# A few questions *searched*



## NYCESER (Dec 10, 2005)

I just recently decided to exit the honda scene.....So i picked up a clean 1991 SER......5 speed......very nice car.......Now I mite go all motor but I have always been a turbo guy....so I have done some research and still am coming up with a few questions.....forgive me if 1 or 2 are all motor related.....ok here we go.......................


1. I was planning on turboing my stock sr20 motor and buying a jdm sr20de and adding je pistons to it.......my goal is like 350-375whp.....should I just go ahead and get the rods or are the stock rods with arp rod bolts fine for that???

2. I was planning on using a greddy e manage pro.....whats your feelings on this???

3. Do i need the maf unit if i have the emanage??? and do i need a larger map sensor also??
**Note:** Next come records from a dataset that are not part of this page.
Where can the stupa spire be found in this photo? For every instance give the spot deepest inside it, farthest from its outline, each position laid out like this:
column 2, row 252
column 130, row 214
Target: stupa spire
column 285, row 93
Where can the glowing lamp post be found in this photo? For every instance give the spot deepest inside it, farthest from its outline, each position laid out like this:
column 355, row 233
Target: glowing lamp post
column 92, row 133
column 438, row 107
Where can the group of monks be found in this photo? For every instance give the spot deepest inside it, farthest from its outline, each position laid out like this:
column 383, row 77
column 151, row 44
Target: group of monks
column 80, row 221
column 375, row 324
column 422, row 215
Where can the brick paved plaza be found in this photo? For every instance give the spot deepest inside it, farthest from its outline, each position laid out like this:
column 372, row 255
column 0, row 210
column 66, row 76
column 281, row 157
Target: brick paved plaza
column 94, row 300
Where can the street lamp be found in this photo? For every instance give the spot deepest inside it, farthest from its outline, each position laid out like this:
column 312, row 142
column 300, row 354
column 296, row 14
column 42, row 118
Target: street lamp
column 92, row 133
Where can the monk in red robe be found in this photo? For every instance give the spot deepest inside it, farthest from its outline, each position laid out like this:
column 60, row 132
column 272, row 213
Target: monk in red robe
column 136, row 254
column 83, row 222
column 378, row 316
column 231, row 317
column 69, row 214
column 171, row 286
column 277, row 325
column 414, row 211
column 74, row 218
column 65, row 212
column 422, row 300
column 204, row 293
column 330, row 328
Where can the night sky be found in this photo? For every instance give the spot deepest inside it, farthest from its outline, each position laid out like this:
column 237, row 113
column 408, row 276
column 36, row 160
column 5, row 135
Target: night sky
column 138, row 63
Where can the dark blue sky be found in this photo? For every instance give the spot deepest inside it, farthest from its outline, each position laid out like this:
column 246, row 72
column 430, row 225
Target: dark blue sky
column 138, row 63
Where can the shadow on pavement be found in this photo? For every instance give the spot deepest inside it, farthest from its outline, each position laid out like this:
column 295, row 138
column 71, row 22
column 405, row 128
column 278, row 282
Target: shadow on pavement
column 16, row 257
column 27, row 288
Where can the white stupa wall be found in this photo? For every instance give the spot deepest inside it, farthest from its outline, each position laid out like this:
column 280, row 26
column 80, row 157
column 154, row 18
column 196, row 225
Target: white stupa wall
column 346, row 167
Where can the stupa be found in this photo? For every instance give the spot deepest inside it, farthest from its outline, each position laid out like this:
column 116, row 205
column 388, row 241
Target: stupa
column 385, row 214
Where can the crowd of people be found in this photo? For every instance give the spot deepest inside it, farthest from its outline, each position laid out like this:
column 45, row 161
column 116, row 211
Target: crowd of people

4. And my 1 all motor question....If i dont go turbo i am gonna pick up a sr16ve.....if i use the emanage will that actavate the vvl????


thanks


----------



## NotAnotherHonda (Aug 7, 2003)

1) stock jdm sr20 blocks can hold over 500whp, so, yes, stock is fine

2) emanage is highly recommended for turbo sr20's if you dont wanna go with aem or jwt ecu

3) emanage can use gm map sensors, but you dont have to (i think)...not too sure

4) emanage cannot activate vvl from what i know. you have to buy an msd 2-step rpm activator


----------



## psuLemon (Apr 23, 2003)

check out www.sr20forum for some good info too. Especailly on the VVL motor.


----------